Sim, o título do filme é irônico, e o método de Montes em grande secção consiste em não ter lá grande preocupação com essa e outras ideias que, a alguns, talvez soem geniais, mas que a outros parecem terrivelmente óbvias. A mãe, vivida por Grazi Massafera, por exemplo, se labareda Eva, e não é muito difícil extrair daí que ela representa a mulher em sua universalidade; o pai, vivido por Reynaldo Gianecchini, se labareda Vicente, “vencedor”, ou seja, o varão que precisa mostrar o seu valor diante de todos e prover materialmente o conforto do lar. E por aí vai.
Uma escolha mais interessante é para o nome da pequena negra adotada pela vizinha de Eva: Clarinha, o que talvez indique que, apesar de asilar uma gaiato preta em seu lar, sua novidade família exige que ao menos no nome ela se adeque ao envolvente ao qual será integrada.
A história mostra as dificuldades de Eva depois se matrimoniar com Vicente, poucos anos depois que a mãe biológica das filhas gêmeas dele morre em um acidente. Quando o par tem um novo bebê, o garoto começa a mostrar sinais físicos de agressão, e cada vez mais coisas estranhas passam a sobrevir naquele lar.
Belmonte, que se destacou no primícias da curso com a estética desmesurada de filmes porquê “A Concepção”, de 2005, faz cá um filme em universal controlado, até meio lento, mas com uma tensão sempre contínua. Ele abarca as ideias temáticas de Montes com relativa eficiência: o cancelamento nas redes sociais; o menosprezo do marido pela atividade artística da mulher; o inveja de crianças diante do surgimento de uma madrasta; o desespero de genitoras de primeira viagem perante os choros misteriosos de um recém-nascido.

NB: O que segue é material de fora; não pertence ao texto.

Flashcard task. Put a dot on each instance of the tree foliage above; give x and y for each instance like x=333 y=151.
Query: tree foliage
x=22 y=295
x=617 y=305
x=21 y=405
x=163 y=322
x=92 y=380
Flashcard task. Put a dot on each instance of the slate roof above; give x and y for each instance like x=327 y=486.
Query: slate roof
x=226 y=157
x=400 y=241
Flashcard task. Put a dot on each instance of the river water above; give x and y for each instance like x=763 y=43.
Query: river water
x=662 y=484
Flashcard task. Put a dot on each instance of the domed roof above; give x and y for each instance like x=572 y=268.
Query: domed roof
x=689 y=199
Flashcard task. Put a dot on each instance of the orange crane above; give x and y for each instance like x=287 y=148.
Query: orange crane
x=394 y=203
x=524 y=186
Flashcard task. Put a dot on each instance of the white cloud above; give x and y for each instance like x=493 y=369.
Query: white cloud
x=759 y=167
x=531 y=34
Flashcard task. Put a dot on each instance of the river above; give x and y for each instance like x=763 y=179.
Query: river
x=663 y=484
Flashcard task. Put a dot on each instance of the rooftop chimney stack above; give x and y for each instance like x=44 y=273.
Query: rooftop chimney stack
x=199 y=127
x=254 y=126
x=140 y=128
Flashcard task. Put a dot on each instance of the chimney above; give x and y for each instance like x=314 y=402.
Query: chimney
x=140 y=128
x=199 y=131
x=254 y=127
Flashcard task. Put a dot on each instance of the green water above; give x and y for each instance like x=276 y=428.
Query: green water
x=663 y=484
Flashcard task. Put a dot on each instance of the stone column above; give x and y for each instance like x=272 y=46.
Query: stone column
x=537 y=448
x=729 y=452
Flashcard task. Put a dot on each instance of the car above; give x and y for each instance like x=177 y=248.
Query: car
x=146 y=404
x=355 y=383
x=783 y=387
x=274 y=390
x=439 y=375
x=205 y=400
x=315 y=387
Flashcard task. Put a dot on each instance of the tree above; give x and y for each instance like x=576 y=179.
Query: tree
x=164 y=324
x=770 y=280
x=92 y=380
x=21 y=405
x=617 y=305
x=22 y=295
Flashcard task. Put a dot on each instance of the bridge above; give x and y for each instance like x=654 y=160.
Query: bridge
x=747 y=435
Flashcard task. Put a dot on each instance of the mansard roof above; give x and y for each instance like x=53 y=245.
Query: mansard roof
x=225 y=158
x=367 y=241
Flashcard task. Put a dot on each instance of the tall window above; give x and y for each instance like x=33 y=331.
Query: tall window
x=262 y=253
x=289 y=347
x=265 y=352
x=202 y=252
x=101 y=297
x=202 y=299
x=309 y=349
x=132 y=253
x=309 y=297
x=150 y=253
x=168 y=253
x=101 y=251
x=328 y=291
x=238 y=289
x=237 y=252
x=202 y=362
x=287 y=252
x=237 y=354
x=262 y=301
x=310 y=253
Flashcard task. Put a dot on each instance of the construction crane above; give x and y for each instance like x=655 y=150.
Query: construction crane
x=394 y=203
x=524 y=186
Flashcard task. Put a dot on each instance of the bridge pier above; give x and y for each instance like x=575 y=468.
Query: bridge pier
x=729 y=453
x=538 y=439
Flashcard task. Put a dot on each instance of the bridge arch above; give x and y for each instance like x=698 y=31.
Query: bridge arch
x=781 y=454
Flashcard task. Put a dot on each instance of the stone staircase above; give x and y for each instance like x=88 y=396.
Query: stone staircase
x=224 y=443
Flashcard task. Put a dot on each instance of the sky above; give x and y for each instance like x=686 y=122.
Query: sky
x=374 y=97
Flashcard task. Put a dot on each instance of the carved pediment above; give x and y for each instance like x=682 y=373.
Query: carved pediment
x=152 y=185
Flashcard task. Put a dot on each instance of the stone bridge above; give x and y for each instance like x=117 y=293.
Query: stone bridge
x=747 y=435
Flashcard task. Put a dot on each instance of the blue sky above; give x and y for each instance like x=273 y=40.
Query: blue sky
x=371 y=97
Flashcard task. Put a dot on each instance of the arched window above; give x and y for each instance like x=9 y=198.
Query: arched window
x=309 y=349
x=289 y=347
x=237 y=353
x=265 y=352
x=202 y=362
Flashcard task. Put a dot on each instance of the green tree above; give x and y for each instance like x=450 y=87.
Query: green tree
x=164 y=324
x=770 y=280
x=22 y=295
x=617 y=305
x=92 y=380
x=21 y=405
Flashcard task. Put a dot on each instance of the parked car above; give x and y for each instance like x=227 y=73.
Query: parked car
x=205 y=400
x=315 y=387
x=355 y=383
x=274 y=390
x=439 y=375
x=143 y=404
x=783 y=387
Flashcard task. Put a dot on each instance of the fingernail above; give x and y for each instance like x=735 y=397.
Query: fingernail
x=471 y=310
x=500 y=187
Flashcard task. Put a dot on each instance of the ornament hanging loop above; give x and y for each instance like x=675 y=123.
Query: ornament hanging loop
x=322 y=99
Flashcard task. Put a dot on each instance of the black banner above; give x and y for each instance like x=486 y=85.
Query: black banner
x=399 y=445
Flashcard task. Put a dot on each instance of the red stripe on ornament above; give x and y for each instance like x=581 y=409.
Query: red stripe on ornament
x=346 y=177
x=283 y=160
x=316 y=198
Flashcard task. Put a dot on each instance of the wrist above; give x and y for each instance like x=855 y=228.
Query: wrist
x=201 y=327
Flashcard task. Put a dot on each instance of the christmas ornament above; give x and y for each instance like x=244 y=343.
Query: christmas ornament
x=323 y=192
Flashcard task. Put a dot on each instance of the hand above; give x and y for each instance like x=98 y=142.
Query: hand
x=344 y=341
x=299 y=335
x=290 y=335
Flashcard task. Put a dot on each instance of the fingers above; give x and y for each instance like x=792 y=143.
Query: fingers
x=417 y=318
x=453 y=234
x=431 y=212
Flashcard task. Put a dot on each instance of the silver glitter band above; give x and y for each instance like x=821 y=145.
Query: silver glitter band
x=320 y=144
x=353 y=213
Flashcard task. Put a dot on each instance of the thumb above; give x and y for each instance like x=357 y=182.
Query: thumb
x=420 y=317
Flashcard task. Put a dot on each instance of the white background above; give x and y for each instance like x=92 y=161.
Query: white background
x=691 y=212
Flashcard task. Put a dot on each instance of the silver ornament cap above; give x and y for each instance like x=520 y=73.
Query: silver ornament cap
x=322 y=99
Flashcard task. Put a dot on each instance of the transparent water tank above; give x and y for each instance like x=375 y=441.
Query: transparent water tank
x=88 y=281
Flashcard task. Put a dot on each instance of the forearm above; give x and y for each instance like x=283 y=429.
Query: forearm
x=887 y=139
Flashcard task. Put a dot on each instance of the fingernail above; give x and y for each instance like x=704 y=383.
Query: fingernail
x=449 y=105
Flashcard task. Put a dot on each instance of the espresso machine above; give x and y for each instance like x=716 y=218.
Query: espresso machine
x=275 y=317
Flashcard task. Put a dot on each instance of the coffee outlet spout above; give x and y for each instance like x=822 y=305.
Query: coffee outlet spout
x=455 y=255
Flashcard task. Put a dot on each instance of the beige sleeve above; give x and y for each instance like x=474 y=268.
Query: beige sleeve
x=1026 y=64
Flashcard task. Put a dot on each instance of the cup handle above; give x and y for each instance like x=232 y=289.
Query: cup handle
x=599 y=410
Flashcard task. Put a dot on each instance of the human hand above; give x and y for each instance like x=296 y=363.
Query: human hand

E durante a apresentação desses temas, o filme dá piscadelas a alguns clássicos do cinema gerador de sustos: há um naco de “Rebecca, a Mulher Inolvidável”, de 1940, de Alfred Hitchcock, mas também de “A Tara Maldita”, de 1956, de Mervyn LeRoy, e mesmo de “O Bebê de Rosemary”, de 1968, de Roman Polanski.
“Uma Família Feliz” é um thriller que se escora em suas habilidosas reviravoltas para funcionar enquanto entretenimento, portanto melhor evitar detalhes de trama. Mas fica evidente que, em nome do vitória das regras do suspense (e até do terror), Belmonte e Montes sabotam secção do potencial crítico inerente ao material.
Quando a grande verdade é revelada, o filme não tem tempo hábil para explorar devidamente o que levou o culpado a fazer o que fez. O longa abre mão de uma explicação persuasivo em termos sociológicos e prefere colocar tudo na conta de uma deturpação procedente —e, assim, o que parecia ser a proposta fundamental do longa, simplesmente se dissolve. “Uma Família Feliz” termina com o retrogosto de um filme de gênero rotineiro.
Há, no entanto, um momento muito específico em que a sátira social de veste é incisiva e direcionada: na breve cena final, depois dos créditos, um pormenor decorativo no envolvente é muito mais enfático e convidativo à reflexão do que todo o resto do filme. Quase o redime por completo.
Massafera tem os traços marcantes, volumosos, portanto em um filme em que a câmera passa tanto tempo grudada no rosto dela, deve ter sido um esforço e tanto para que um dobrar os lábios ou um transfixar de narinas fora de hora não se convertessem em um excesso de atuação. Tanto ela quanto Gianecchini têm limitações cênicas que exigem a atenção de um bom diretor, mas cá ambos se saem bastante muito, com as inflexões de drama e mistério necessárias aos seus personagens nos momentos devidos.
As duas meninas também estão eficientes, e embora os atores do elenco de espeque resvalem um naco para a caricatura, não são em zero inverossímeis. Até porque, o que se pode fazer quando as pessoas retratadas são inspiradas em gente que, na vida real, também possui uma farta ração caricatural em seus comportamentos?